26. Use of a particle according to any one of claims 1 to 10 or obtained by a method according to claim 11 or 12 capable of at least partly interfering with a magnetic field for treating a tumor in a subject, wherein the dose of the particle is derived from a scanned image obtained with a scanned suspension comprising particles capable of at least partly interfering with a magnetic field having the same chemical structure as the particle, based on the distribution of the particles of the scanned suspension having the same chemical structure in the subject.

27. Use of a particle according to claim 26, wherein the scanned image is obtained with tomographic imaging, preferably selected from CLI, CT, dual energy CT, MRI, PET and SPECT, more preferably from dual energy CT.

28. Use of particles according to claim 26 or 27, wherein the scanning suspension is a suspension according to any one of claims 14 to 18.

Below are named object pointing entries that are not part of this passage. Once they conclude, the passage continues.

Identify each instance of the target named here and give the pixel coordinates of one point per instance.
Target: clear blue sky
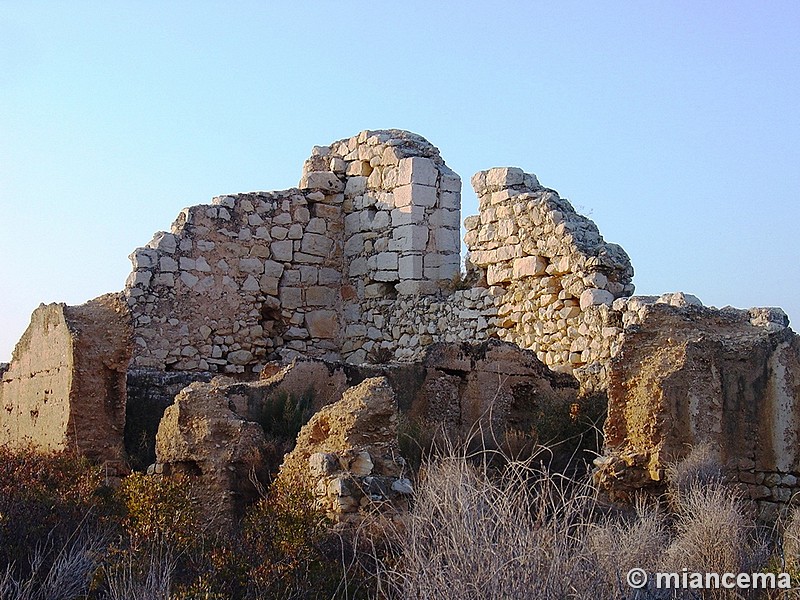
(674, 125)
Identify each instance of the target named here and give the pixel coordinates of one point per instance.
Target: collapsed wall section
(65, 386)
(549, 267)
(237, 280)
(688, 375)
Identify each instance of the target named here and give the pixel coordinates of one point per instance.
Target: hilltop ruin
(361, 263)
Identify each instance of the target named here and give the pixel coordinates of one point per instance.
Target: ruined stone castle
(361, 264)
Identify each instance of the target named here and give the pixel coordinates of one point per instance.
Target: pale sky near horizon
(675, 126)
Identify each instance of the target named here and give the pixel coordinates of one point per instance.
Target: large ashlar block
(321, 180)
(407, 215)
(65, 387)
(322, 324)
(417, 170)
(415, 194)
(504, 176)
(529, 266)
(409, 238)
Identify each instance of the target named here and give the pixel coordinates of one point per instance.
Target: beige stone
(65, 386)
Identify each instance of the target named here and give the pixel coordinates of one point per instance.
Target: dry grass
(56, 573)
(481, 526)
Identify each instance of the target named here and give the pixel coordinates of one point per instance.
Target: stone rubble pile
(348, 456)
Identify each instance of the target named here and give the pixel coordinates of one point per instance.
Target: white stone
(240, 357)
(408, 215)
(594, 296)
(282, 250)
(322, 180)
(410, 237)
(164, 242)
(356, 186)
(417, 170)
(529, 266)
(188, 279)
(416, 194)
(167, 264)
(386, 261)
(251, 265)
(501, 177)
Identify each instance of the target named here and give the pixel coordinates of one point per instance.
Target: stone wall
(550, 268)
(65, 386)
(259, 276)
(688, 375)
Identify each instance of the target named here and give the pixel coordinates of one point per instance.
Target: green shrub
(48, 497)
(160, 510)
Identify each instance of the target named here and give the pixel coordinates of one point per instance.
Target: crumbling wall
(65, 386)
(689, 375)
(549, 266)
(259, 276)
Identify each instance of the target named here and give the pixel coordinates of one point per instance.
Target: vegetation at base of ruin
(513, 530)
(282, 416)
(562, 436)
(458, 282)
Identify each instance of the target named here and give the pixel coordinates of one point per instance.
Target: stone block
(501, 177)
(352, 223)
(594, 296)
(144, 258)
(410, 238)
(415, 287)
(167, 264)
(357, 267)
(163, 242)
(417, 170)
(282, 250)
(410, 267)
(529, 266)
(272, 268)
(269, 285)
(446, 240)
(322, 180)
(318, 295)
(290, 297)
(386, 261)
(322, 324)
(66, 385)
(408, 215)
(356, 186)
(140, 278)
(354, 245)
(385, 276)
(251, 265)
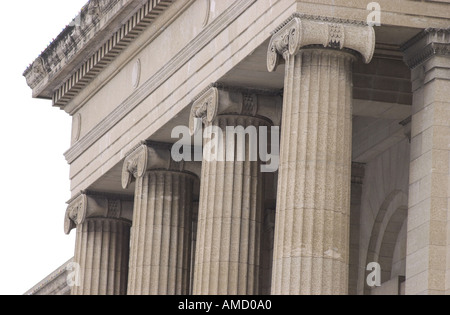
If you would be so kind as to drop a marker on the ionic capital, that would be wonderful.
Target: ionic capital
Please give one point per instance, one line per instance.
(86, 207)
(146, 157)
(221, 100)
(301, 31)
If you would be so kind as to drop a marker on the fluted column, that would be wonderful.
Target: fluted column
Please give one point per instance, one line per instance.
(161, 233)
(230, 209)
(311, 254)
(428, 240)
(102, 243)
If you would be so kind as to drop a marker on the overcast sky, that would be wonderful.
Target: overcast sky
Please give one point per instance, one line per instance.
(34, 183)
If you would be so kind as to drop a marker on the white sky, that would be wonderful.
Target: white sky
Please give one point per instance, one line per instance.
(34, 183)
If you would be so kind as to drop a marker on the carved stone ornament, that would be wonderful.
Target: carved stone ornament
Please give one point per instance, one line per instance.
(96, 206)
(35, 73)
(205, 108)
(221, 100)
(147, 157)
(75, 214)
(301, 31)
(431, 42)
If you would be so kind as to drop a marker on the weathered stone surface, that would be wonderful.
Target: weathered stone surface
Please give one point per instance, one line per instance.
(161, 235)
(102, 243)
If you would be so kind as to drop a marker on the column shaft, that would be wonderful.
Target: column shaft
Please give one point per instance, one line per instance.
(229, 223)
(428, 238)
(161, 234)
(102, 250)
(312, 224)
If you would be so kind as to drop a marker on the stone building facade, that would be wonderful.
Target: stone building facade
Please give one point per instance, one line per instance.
(363, 177)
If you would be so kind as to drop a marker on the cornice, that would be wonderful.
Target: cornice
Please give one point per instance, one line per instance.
(431, 42)
(43, 75)
(211, 31)
(300, 31)
(86, 206)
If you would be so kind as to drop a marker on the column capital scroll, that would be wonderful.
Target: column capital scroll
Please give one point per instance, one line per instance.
(301, 31)
(146, 157)
(86, 206)
(219, 100)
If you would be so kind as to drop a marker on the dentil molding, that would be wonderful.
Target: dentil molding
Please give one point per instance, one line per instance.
(300, 31)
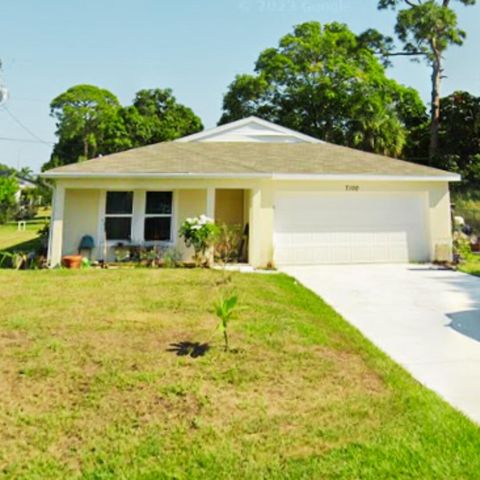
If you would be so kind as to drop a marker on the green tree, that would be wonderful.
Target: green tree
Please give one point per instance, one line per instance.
(163, 117)
(8, 189)
(84, 115)
(459, 138)
(327, 82)
(91, 122)
(426, 28)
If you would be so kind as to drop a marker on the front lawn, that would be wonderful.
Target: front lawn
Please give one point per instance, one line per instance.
(90, 387)
(11, 238)
(471, 266)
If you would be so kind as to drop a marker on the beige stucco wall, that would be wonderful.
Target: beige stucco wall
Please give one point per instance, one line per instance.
(229, 206)
(80, 218)
(190, 203)
(82, 206)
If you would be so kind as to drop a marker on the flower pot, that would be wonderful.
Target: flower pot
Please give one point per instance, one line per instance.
(72, 261)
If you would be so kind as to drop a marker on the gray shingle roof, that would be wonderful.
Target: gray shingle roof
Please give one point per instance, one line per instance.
(216, 158)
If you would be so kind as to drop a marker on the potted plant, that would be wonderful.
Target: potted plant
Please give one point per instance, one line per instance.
(199, 233)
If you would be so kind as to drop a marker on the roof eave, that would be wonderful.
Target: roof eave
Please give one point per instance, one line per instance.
(274, 176)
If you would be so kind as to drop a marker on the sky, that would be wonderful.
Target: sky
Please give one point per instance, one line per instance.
(195, 47)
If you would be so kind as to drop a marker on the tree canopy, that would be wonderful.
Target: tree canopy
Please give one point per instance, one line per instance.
(91, 122)
(326, 81)
(459, 137)
(426, 29)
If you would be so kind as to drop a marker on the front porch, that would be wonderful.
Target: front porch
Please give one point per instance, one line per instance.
(146, 217)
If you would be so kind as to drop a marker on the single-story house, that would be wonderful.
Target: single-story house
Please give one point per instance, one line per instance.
(305, 201)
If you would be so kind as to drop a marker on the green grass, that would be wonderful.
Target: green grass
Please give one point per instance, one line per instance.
(13, 239)
(469, 209)
(89, 389)
(471, 265)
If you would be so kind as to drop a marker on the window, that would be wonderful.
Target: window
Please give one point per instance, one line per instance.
(118, 215)
(158, 217)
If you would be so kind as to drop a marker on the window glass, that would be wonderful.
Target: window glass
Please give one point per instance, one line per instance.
(159, 203)
(119, 203)
(157, 228)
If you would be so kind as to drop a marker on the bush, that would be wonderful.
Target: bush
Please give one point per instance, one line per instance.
(227, 243)
(199, 233)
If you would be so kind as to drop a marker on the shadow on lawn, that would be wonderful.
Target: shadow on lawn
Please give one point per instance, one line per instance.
(192, 349)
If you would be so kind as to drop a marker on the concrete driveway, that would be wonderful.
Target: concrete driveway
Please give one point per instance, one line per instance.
(427, 319)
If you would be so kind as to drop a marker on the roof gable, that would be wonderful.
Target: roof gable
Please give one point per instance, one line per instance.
(250, 129)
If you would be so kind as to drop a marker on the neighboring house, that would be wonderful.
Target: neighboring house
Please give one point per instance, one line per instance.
(23, 183)
(305, 201)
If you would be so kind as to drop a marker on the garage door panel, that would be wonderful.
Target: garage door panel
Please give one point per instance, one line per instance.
(369, 228)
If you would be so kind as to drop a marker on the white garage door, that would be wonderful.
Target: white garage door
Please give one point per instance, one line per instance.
(350, 227)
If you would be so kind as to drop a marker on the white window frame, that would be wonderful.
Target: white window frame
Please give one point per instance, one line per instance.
(171, 215)
(126, 241)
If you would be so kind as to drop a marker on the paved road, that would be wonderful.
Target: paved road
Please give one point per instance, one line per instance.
(425, 318)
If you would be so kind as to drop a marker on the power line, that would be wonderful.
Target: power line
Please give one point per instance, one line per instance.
(24, 127)
(25, 140)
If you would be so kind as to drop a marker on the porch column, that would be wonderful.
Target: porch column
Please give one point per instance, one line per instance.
(210, 208)
(261, 226)
(55, 241)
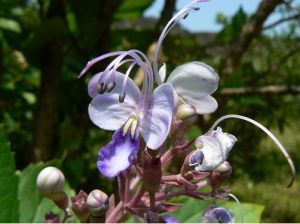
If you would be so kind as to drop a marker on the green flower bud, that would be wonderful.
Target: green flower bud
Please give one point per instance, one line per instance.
(185, 111)
(97, 203)
(50, 182)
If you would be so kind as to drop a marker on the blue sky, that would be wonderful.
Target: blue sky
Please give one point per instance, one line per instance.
(204, 19)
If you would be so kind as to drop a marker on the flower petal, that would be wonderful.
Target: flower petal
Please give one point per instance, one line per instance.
(203, 105)
(213, 151)
(132, 90)
(117, 155)
(106, 111)
(194, 79)
(156, 123)
(162, 72)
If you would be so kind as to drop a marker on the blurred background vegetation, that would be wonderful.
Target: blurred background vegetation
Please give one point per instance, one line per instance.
(44, 44)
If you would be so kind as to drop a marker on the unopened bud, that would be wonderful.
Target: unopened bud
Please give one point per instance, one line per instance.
(50, 181)
(151, 217)
(218, 214)
(60, 199)
(79, 206)
(97, 202)
(185, 111)
(51, 218)
(170, 219)
(198, 143)
(224, 168)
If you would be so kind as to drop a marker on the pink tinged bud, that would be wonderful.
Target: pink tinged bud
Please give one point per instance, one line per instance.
(216, 214)
(61, 200)
(97, 202)
(185, 111)
(224, 169)
(215, 147)
(51, 218)
(79, 206)
(151, 217)
(152, 175)
(50, 182)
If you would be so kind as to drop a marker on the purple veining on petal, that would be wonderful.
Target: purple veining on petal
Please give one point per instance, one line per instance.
(117, 155)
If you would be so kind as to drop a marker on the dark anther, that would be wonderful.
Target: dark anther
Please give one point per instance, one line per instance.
(99, 87)
(196, 158)
(121, 97)
(110, 86)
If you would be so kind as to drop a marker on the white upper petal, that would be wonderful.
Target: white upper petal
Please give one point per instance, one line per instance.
(213, 153)
(162, 72)
(157, 120)
(106, 111)
(194, 79)
(203, 105)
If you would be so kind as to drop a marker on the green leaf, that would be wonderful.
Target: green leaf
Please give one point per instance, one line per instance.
(132, 9)
(251, 212)
(9, 182)
(29, 196)
(192, 210)
(33, 206)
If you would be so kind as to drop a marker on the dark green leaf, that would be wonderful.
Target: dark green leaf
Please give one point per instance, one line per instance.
(9, 182)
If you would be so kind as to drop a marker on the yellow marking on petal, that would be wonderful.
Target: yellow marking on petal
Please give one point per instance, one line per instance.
(133, 128)
(127, 125)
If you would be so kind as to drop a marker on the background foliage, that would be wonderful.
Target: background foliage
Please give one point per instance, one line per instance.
(45, 43)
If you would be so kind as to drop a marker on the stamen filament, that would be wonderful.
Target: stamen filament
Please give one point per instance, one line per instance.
(97, 59)
(264, 129)
(182, 14)
(240, 207)
(126, 78)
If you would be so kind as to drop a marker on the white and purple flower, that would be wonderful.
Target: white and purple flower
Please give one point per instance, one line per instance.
(193, 82)
(118, 104)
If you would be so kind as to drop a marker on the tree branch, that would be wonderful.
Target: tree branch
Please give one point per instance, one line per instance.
(165, 16)
(264, 90)
(282, 20)
(249, 31)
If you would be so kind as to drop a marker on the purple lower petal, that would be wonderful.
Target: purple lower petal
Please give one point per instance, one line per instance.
(117, 155)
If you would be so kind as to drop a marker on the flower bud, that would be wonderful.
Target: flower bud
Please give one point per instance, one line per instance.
(97, 203)
(79, 206)
(60, 199)
(218, 215)
(185, 111)
(50, 181)
(170, 219)
(51, 217)
(224, 168)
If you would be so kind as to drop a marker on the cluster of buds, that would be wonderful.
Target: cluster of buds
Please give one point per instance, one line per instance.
(150, 127)
(87, 208)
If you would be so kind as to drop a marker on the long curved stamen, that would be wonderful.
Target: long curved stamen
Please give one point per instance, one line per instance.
(97, 59)
(172, 22)
(240, 207)
(264, 129)
(122, 93)
(145, 66)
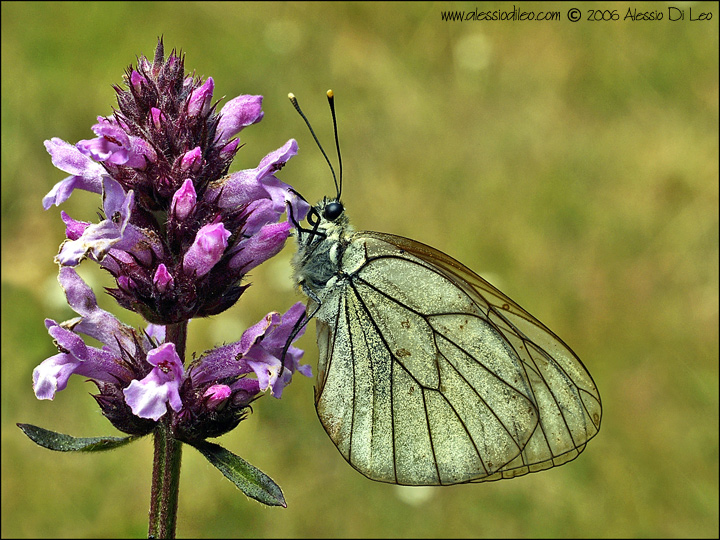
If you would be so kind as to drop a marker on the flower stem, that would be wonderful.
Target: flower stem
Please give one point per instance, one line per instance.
(167, 461)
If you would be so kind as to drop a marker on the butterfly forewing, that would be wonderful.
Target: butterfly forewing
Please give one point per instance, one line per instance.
(429, 375)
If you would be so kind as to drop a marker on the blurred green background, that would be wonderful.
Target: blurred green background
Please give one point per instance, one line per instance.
(575, 165)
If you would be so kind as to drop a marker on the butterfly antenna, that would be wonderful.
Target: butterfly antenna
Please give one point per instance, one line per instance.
(293, 100)
(331, 101)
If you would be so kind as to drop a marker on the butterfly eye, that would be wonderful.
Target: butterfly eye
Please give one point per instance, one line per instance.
(333, 211)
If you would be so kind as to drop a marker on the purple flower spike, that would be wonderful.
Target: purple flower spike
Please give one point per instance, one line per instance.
(178, 235)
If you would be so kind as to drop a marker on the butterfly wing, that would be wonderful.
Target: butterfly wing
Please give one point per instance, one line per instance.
(429, 375)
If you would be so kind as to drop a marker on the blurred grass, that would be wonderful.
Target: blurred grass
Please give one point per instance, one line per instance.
(573, 164)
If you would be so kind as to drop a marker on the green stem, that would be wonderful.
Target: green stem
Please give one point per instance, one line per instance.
(168, 457)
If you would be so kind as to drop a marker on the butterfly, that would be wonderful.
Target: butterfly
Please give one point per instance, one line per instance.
(427, 373)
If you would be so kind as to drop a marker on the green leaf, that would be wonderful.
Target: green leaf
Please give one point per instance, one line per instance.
(250, 480)
(66, 443)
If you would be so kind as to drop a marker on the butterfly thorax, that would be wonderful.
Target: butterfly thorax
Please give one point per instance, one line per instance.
(320, 250)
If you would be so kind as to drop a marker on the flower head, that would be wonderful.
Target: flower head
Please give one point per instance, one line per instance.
(178, 233)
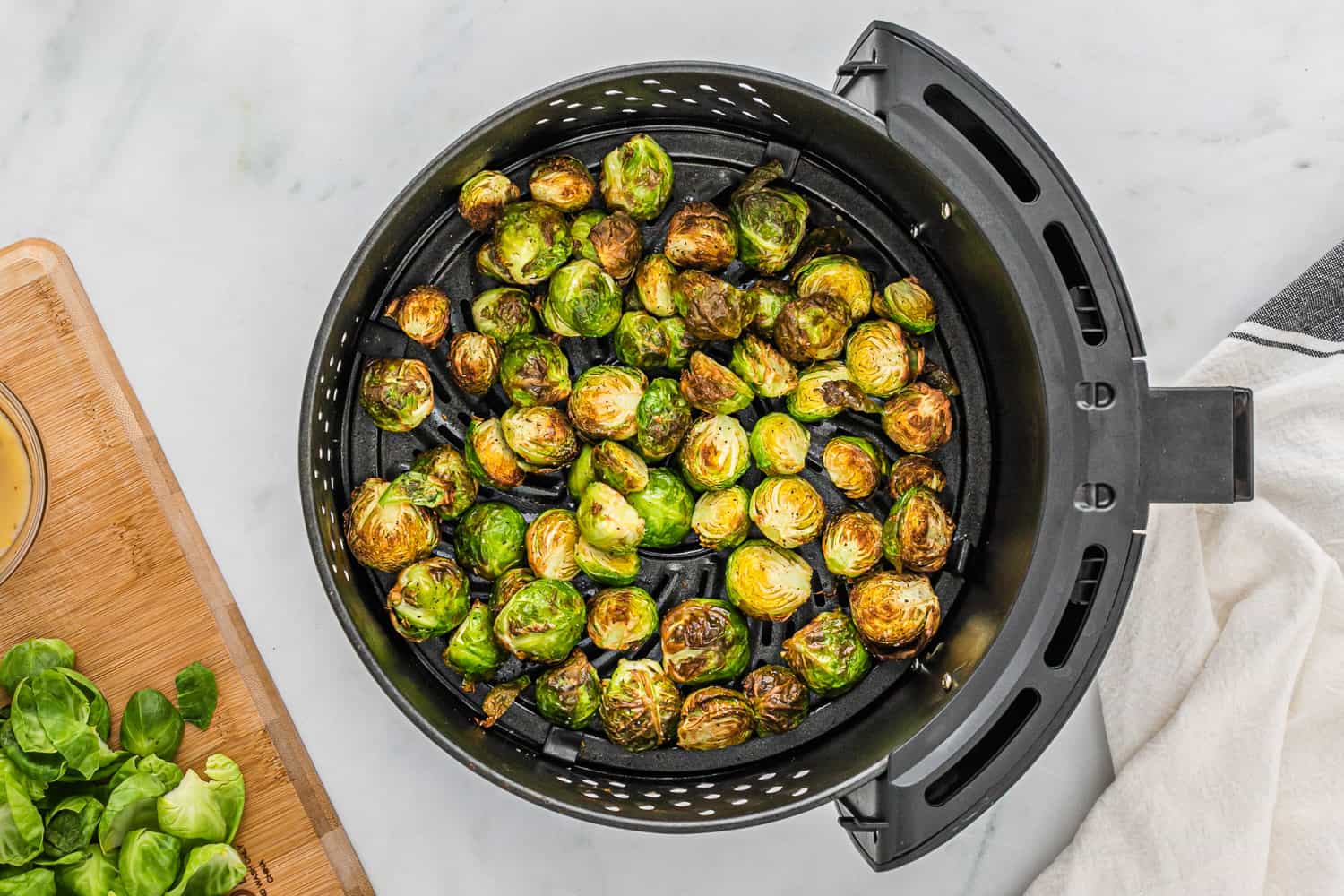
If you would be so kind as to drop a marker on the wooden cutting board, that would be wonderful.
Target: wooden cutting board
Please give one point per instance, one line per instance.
(123, 573)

29. The use of a particle according to any one of claims 26 to 28, wherein the particle for treating a tumor exhibits a higher amount of radioactivity per particle than the particle for obtaining the scanned image.

30. Use of spherical particles according to any one of claims 1 to 10 and/or particles obtained by the method of claim 11 or 12 in medical imaging, preferably CLI, CT, dual energy CT, MRI, PET, SPECT, more preferably dual energy CT.